Sucks to be unarmed. Glad I'm an armed American.
http://www.cphpost.dk/get/103197.html
Insurgents apply home front terror to soldiers’ families
Internet telephone directories make it easy for insurgent groups in Iraq and Afghanistan to track down family members of soldiers
A growing number of families of soldiers who served in Iraq and Afghanistan are receiving calls in the dead of the night that include loud shouting and expletives yelled in English.
According to the Danish Defence Intelligence Agency (FE), insurgent groups in Iraq have managed to tap into soldiers’ mobile phones to call Denmark and hack into email accounts, enabling the groups to trace soldiers’ family members and issue the threats.
The calls signal a shift in tactics by the insurgent groups, according to Steen Kjærgaard, a captain at the Defence Academy who has conducted research in psychological warfare.
‘They realise that if they want to have success, then they need to win the fight in the arena of the Information Age,’ Kjærgaard told Nyhedsavisen.
‘By contacting family members, the groups hope to spread so much fear that the soldiers are incapacitated,’ he said.
‘The terrorists hit the soldiers hard by contacting their families because they can’t help them when they are in Iraq or Afghanistan,’ Kjærgaard said. ‘It shifts the soldiers’ focus from the task at hand and creates unease.
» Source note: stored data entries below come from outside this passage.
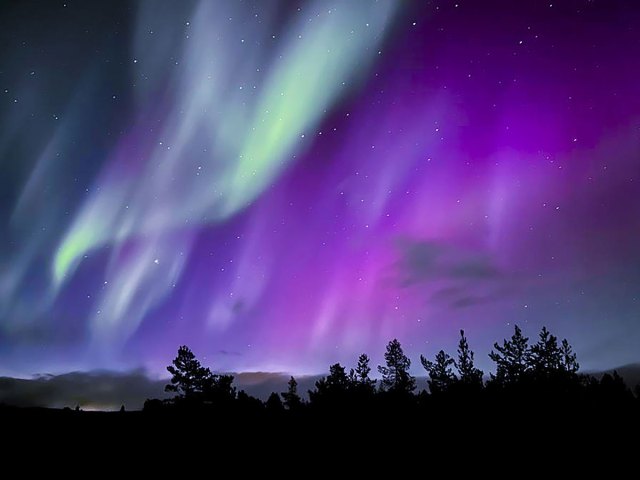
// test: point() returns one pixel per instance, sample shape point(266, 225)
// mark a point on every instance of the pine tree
point(331, 388)
point(291, 398)
point(395, 376)
point(512, 359)
point(470, 376)
point(441, 377)
point(545, 356)
point(188, 377)
point(569, 362)
point(359, 377)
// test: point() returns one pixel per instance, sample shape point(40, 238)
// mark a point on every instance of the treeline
point(542, 375)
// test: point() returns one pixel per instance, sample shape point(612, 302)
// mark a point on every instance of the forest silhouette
point(530, 379)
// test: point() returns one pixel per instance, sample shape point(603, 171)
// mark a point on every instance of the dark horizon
point(284, 184)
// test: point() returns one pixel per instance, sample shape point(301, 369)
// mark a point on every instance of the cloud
point(451, 275)
point(427, 260)
point(105, 390)
point(97, 389)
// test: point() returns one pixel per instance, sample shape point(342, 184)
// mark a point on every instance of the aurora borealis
point(284, 185)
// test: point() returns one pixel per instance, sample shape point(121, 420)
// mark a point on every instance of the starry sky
point(283, 185)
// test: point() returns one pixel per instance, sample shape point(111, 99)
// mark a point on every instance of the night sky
point(284, 185)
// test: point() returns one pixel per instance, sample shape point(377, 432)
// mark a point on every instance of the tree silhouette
point(569, 362)
point(545, 356)
point(395, 376)
point(512, 359)
point(188, 377)
point(219, 389)
point(291, 398)
point(359, 377)
point(469, 375)
point(441, 377)
point(274, 403)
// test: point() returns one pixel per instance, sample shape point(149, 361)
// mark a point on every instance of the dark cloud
point(109, 390)
point(424, 260)
point(99, 389)
point(451, 275)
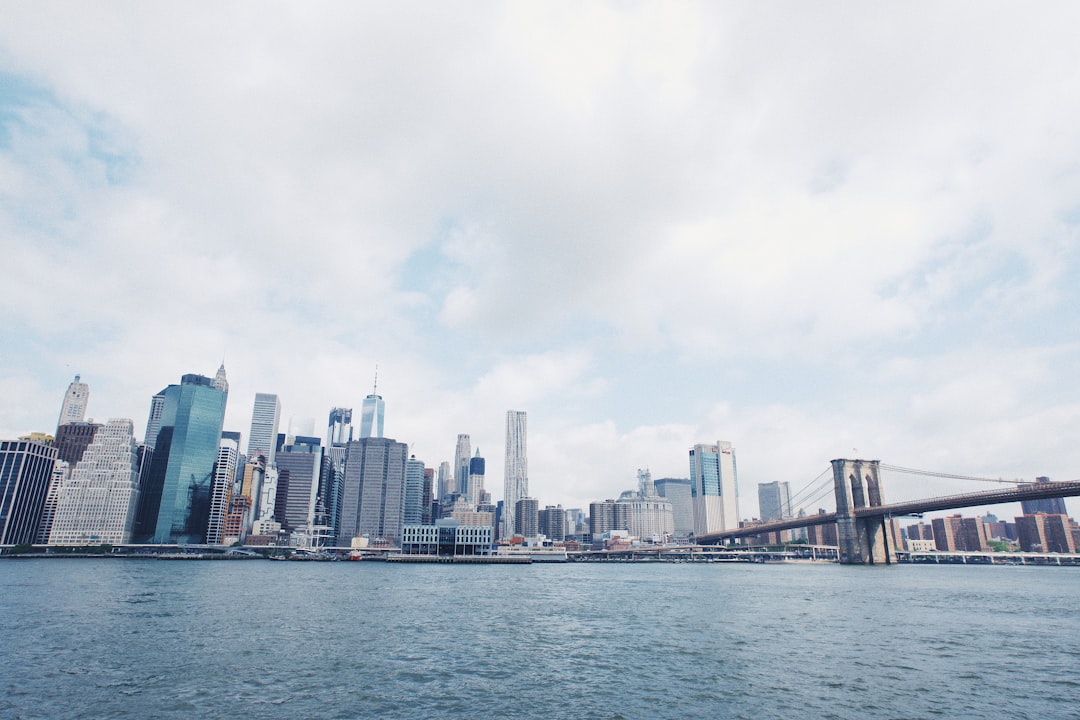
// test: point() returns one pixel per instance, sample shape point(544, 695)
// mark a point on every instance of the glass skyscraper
point(26, 470)
point(174, 504)
point(515, 484)
point(76, 398)
point(370, 416)
point(266, 416)
point(374, 497)
point(714, 488)
point(96, 504)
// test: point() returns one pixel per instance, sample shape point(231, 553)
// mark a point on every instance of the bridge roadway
point(1034, 491)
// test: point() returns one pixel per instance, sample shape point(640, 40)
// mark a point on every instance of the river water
point(104, 638)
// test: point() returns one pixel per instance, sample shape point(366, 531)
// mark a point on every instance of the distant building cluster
point(190, 481)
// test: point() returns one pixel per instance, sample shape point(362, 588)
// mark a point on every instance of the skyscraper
point(527, 517)
point(96, 504)
point(174, 506)
point(445, 476)
point(225, 475)
point(461, 456)
point(302, 472)
point(153, 420)
point(414, 491)
point(72, 438)
point(372, 412)
point(773, 501)
point(714, 488)
point(374, 498)
point(339, 428)
point(475, 478)
point(26, 471)
point(266, 416)
point(219, 380)
point(677, 491)
point(73, 408)
point(515, 484)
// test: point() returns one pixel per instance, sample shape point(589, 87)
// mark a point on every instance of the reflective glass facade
point(176, 496)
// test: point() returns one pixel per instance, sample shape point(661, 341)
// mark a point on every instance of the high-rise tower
point(26, 471)
point(73, 408)
point(372, 412)
point(476, 466)
point(96, 504)
point(714, 488)
point(174, 505)
point(266, 416)
point(515, 484)
point(374, 498)
point(339, 428)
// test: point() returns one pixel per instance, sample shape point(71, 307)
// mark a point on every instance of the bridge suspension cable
point(927, 473)
point(813, 491)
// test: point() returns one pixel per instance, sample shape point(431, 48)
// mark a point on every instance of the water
point(102, 638)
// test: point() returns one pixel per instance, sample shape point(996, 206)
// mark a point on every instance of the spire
point(219, 381)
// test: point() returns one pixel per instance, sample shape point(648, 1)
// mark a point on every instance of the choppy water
point(254, 639)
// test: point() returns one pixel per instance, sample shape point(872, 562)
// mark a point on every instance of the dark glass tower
point(174, 504)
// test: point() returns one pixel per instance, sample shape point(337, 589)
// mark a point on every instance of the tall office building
point(174, 505)
point(339, 428)
point(26, 471)
point(645, 486)
point(373, 412)
point(714, 488)
point(445, 477)
point(73, 408)
point(266, 417)
point(72, 438)
point(62, 472)
point(153, 420)
point(1044, 505)
point(461, 457)
point(552, 522)
point(374, 498)
point(475, 488)
point(676, 490)
point(414, 491)
point(515, 483)
point(527, 517)
point(96, 504)
point(225, 476)
point(302, 474)
point(219, 381)
point(773, 501)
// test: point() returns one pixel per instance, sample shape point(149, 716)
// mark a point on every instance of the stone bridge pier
point(862, 540)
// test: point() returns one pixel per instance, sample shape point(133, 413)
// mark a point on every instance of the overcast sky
point(814, 230)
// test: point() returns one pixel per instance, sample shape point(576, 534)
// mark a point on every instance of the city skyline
point(653, 227)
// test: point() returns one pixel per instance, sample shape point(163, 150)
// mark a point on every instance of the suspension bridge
point(863, 531)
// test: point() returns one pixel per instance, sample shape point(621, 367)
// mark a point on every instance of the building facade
point(174, 504)
point(73, 407)
point(374, 498)
point(714, 488)
point(676, 490)
point(527, 517)
point(26, 471)
point(515, 484)
point(96, 503)
point(266, 418)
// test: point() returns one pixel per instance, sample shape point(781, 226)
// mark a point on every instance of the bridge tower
point(866, 540)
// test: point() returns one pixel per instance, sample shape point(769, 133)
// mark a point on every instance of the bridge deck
point(1034, 491)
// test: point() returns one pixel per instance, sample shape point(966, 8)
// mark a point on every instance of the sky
point(813, 230)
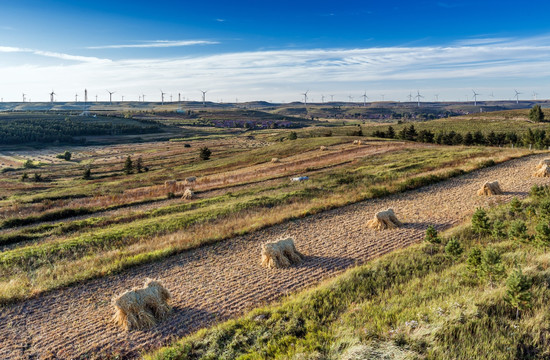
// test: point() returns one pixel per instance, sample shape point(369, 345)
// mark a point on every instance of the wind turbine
point(305, 98)
point(418, 96)
point(203, 97)
point(365, 97)
point(517, 96)
point(475, 97)
point(111, 96)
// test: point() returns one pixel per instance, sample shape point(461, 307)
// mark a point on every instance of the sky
point(274, 50)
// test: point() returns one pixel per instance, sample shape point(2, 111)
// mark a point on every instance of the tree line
point(64, 130)
point(538, 138)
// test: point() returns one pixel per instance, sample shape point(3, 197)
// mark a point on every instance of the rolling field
point(214, 282)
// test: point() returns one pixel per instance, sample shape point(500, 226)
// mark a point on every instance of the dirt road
point(219, 281)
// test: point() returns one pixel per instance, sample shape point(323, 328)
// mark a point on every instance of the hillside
point(482, 293)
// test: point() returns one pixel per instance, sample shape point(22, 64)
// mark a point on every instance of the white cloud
point(157, 44)
point(279, 75)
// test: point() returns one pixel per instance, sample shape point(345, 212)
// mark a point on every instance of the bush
point(536, 114)
point(453, 248)
point(205, 153)
point(518, 231)
point(480, 222)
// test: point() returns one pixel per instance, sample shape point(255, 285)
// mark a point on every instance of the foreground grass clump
point(488, 300)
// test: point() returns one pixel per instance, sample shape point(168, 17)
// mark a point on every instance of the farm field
point(217, 281)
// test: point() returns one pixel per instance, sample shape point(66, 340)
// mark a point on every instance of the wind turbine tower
point(111, 96)
point(517, 96)
point(305, 98)
point(203, 97)
point(475, 97)
point(365, 97)
point(418, 96)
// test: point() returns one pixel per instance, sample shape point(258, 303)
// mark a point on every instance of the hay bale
point(142, 308)
point(190, 180)
point(170, 183)
point(280, 254)
point(490, 188)
point(543, 171)
point(384, 220)
point(542, 163)
point(188, 194)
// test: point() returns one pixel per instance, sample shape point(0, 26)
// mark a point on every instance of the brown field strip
point(219, 281)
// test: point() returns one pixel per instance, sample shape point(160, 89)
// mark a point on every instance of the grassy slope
point(417, 303)
point(93, 250)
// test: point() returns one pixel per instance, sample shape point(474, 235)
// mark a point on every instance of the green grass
point(63, 254)
point(416, 303)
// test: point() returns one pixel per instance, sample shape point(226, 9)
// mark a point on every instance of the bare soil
point(219, 281)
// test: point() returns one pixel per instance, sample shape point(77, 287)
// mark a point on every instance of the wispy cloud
point(283, 74)
point(57, 55)
point(157, 44)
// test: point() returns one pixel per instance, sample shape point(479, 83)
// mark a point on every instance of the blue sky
point(255, 50)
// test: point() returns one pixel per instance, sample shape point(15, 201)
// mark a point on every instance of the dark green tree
point(139, 165)
point(491, 266)
point(128, 166)
point(453, 248)
point(205, 153)
point(536, 114)
point(432, 237)
point(480, 222)
point(518, 291)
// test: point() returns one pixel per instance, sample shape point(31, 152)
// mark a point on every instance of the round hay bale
point(490, 188)
point(543, 171)
point(170, 183)
point(188, 194)
point(384, 220)
point(142, 308)
point(542, 163)
point(280, 254)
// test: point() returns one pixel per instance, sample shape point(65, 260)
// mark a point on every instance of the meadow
point(478, 291)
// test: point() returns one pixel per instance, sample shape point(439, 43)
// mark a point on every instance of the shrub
point(205, 153)
point(518, 231)
point(128, 166)
point(480, 222)
point(518, 292)
point(453, 248)
point(536, 114)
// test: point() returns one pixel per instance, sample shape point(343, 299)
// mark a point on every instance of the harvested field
point(218, 281)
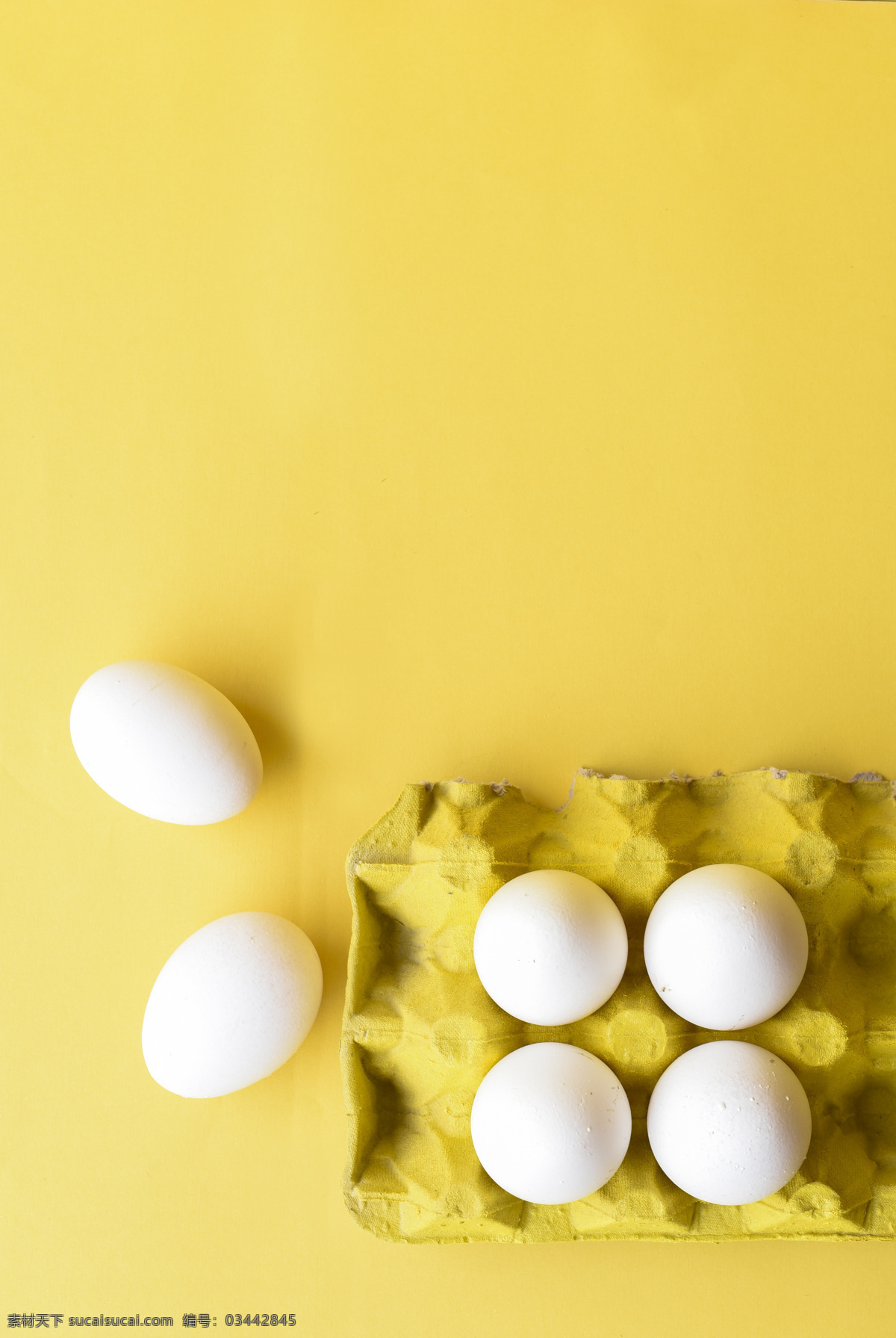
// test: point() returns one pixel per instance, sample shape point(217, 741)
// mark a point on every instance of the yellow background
point(464, 388)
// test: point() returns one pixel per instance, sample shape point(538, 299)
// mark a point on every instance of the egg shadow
point(279, 749)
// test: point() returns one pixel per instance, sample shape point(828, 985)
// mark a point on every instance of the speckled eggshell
point(729, 1123)
point(725, 947)
point(231, 1004)
point(550, 947)
point(165, 743)
point(550, 1123)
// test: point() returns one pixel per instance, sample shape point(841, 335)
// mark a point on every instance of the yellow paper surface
point(466, 390)
point(420, 1033)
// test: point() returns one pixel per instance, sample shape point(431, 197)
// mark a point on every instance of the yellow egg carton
point(420, 1032)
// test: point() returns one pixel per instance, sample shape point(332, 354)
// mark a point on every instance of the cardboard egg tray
point(420, 1032)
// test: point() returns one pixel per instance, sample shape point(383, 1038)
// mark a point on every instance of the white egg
point(550, 947)
point(729, 1123)
point(725, 947)
point(550, 1123)
point(231, 1004)
point(165, 743)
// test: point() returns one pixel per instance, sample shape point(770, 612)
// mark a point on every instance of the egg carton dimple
point(420, 1032)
So the strategy is actually quite effective.’
According to Ralf Clemmesen, a soldier who served in Iraq and has received such calls, the tactic worked on him.
‘I couldn’t fight when my family was threatened,’ said Clemmesen. ‘I can take care of myself, but it was unbearable to think about what could have happened to my family.’
Although the calls have taken their toll on soldiers and their families, the defence minister, Søren Gade, said Denmark would not follow in the footsteps of the US and Great Britain and ban their soldiers from using mobile phones.
‘We could of course shut down all communication, as some countries have done, but that would violate the soldiers’ right to talk with their families,’ said Gade.
The Danish defence forces have instead recommended that soldiers limit their communication to the military’s secure telephone lines to protect their privacy.